Reduced Blood Coagulation on Roll-to-Roll, Shrink-Induced Superhydrophobic Plastics

The unique antiwetting properties of superhydrophobic (SH) surfaces prevent the adhesion of water and bodily fluids, including blood, urine, and saliva. While typical manufacturable approaches to create SH surfaces rely on chemical and structural modifications, such approaches are expensive, require postprocessing, and are often not biocompatible. By contrast, it is demonstrated that purely structural SH features are easily formed using high throughput roll‐to‐roll (R2R) manufacturing by shrinking a prestressed thermoplastic with a thin, stiff layer of silver and calcium.

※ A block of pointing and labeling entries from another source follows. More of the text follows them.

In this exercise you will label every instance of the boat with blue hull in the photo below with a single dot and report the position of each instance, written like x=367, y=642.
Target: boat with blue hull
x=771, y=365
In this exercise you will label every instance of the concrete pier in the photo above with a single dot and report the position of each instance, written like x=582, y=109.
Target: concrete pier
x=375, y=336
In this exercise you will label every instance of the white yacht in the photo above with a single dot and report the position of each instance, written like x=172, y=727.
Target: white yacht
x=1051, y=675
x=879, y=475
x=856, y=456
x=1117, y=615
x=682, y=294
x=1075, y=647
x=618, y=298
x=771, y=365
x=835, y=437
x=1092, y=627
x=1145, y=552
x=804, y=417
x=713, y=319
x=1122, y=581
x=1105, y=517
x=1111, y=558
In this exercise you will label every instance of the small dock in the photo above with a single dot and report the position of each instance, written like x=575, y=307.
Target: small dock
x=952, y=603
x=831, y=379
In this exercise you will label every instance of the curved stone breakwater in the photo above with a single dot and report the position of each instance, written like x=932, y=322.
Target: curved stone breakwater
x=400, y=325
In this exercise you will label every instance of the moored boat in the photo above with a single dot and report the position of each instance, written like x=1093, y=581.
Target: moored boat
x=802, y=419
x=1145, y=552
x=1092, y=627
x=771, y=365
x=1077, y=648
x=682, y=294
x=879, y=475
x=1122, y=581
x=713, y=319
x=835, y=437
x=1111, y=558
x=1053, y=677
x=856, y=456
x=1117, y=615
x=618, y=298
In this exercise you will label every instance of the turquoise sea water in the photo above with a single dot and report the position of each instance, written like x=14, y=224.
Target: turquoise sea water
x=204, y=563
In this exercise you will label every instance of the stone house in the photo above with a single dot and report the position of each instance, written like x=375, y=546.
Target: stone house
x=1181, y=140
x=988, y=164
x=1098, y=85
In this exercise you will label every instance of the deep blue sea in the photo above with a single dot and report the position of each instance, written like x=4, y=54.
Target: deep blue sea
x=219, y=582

These features are subsequently embossed into any commercially available and Food and Drug Administration (FDA)‐approved plastic. The R2R SH surfaces have contact angles >150° and contact angle hysteresis 4200× reduction of blood residue area compared to the nonstructured controls of the same material. In addition, blood clotting is reduced >5× using whole blood directly from the patient. Furthermore, these surfaces can be easily configured into 3D shapes, as demonstrated with SH tubes. With the simple scale‐up production and the eliminated need for anticoagulants to prevent clotting, the proposed conformable SH surfaces can be impactful for a wide range of medical tools, including catheters and microfluidic channels. Superhydrophobic surfaces are achieved in a roll‐to‐roll platform by purely structural modification with no need for postprocessing. The biocompatible superhydrophobic hard plastic prevents water, blood, urine, and saliva from adhering to the surface, and blood slides off with no residue. Blood coagulation is significantly reduced on the superhydrophobic surface compared to flat, and superhydrophobic tubes are easily configured for medical applications.